This week’s edition of Park Cities People includes the second half of Buddy Macateee’s two-part column about the old Steak ’n Egg diner on Hillcrest. In you case you missed the opener, which we published in late October, here it is:
Memories Sizzle When Recalling Old Steak ’n Egg
Breakfast joint provided lots of hearty fare, hearty laughs
By BUDDY MACATEE
“No way, Mr. M,” said Phillip, “there is no way it’s after 7. My car radio said 6:58!”
At 6:58 a.m., I had watched Philip Wiggins pull up in front of the Steak ’n Egg, tumble out of his car while stuffing in his shirttail, zipping up his pants, and buttoning his shirt as he lurched through the front door. Phillip and I had breakfast there two or three times a year to talk about real estate, a coming together enhanced by the shared illusion that I knew more about real estate development than I did. Because he was usually a few minutes late, I proposed that if he weren’t there by 7, he would buy. He had agreed.
“Too bad, Phillip. The official clock disagrees, and you buy,” I said as I pointed to the clock over my booth that registered 7:02. “It’s Greenwich Mean Time. I may go the distance this morning with steak and eggs — how this place got its name. You almost made it!” Phillip continued to wail about the apparent injustice and insist it couldn’t be true.
About that time, a lawyer, Bob Norris, sitting in the front booth, spoke from behind his rustling Dallas News. “Phillip, Macatee is putting the britches on you. I saw him set the clock forward just before you came in. The clock’s got no lens.”
“Norris, you s.o.b., why don’t you mind your own business?” I shouted. Norris loved it, put down his paper, and smile largely. Louise, the night manager, chuckled and chewed on her match. Phillip got back his color, finished dressing, and sat down, all smiles.
A Chick-fil-A has recently replaced a Zuzu across Hillcrest from SMU. Before the Zuzu, there was this Steak ’n Egg, which kept its doors open 24 hours a day. Steak ’n Egg had good food, but the flavor of the place was even better.
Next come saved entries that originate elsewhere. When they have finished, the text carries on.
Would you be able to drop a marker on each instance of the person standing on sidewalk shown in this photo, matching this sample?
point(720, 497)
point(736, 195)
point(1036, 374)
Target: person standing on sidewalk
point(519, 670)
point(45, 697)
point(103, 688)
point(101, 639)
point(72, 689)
Here, life’s parade marched to the music of the moment, and the outrageous blended with the commonplace as the local divine comedy performed round-the-clock.
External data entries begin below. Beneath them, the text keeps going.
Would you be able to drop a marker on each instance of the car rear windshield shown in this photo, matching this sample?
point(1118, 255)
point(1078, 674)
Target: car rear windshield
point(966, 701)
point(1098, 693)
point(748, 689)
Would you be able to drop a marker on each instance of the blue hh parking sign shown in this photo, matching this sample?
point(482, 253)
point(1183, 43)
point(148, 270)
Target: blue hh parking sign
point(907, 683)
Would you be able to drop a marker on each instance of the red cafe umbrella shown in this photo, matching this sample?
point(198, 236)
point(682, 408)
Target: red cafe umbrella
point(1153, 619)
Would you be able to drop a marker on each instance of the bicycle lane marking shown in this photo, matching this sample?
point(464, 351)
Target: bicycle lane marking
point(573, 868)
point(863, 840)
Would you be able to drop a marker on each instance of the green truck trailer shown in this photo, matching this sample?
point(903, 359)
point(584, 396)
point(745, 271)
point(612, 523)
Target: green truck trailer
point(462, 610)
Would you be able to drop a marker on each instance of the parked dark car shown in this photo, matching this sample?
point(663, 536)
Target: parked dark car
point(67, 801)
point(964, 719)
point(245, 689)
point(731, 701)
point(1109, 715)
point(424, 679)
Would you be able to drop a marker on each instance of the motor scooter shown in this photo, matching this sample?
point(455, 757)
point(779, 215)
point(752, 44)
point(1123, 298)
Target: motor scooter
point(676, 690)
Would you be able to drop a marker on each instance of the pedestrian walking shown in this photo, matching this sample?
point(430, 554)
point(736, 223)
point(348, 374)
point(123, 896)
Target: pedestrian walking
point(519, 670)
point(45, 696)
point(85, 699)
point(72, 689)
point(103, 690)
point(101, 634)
The front door of the little building opened onto six stools at a counter. Behind the counter a galley kitchen displayed gas burners, a griddle, exhaust fans, refrigerators, and utensils. If you sat in the front, you got the primordial satisfaction of eating in a kitchen, the home center where most of us took our meals growing up and still may. Smells of coffee, frying bacon, eggs, hashed brown potatoes, and toasting bread gratified the soul and wakened the stomach.
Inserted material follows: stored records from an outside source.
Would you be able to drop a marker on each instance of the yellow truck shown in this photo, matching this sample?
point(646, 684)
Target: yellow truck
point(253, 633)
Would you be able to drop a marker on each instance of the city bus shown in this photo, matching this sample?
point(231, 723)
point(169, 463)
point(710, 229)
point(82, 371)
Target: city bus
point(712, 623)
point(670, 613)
The early sojourners were men, many of whom stirred their coffee even if it was black. Some of the regular early birds, including myself, hung around just for the colorful sitcom that ran its course at the same time each morning. I got there about 6:45 a.m., when Louise presided over an environment unyielding as a truck stop. A woman of chiseled features, Louise resembled Marie Dressler, who played Tug Boat Annie in silent movie days. Her unblinking gray eyes stared from beneath a wig that must have been a half-size too large. Her mouth always clamped a match. Until I got to know her, ordering food was as intimidating as a deposition.
When I alluded to her grim visage, she told me that her sternness came from dealing for 36 years with lying no-account men and drunk college students. One night, she said, a graduate student, drunk and flippant — she’d served him before — came in about 3 a.m., unusually profane and unruly. Louise said she’d took all she was going to take and flipped a pocket comb on the counter in front of him. “I gave it to him like God gave it to Moses,” she said. From the core of his sozzled brain, the powerful message to depart the premises found its way to his feet. Louise said the comb never failed. Beneath Louise’s façade, however, simmered a kindly spirit. Students came in at night after studying, she said, and told her about themselves.
One, a kid who wore thick glasses, used to come in at 1 or 2 a.m. He studied late because he wanted to do well, his courses were difficult, and his afternoons were taken since he attended SMU on a football scholarship. Louise said she talked with the young man about how each of them had been raised and what life out there held. They came to depend on each other, she said, and he came in until he graduated. When I asked her his name, she said, “Eric Dickerson.” I don’t think she ever knew he was anything but a nice young man who worked hard and dreamed of being somebody.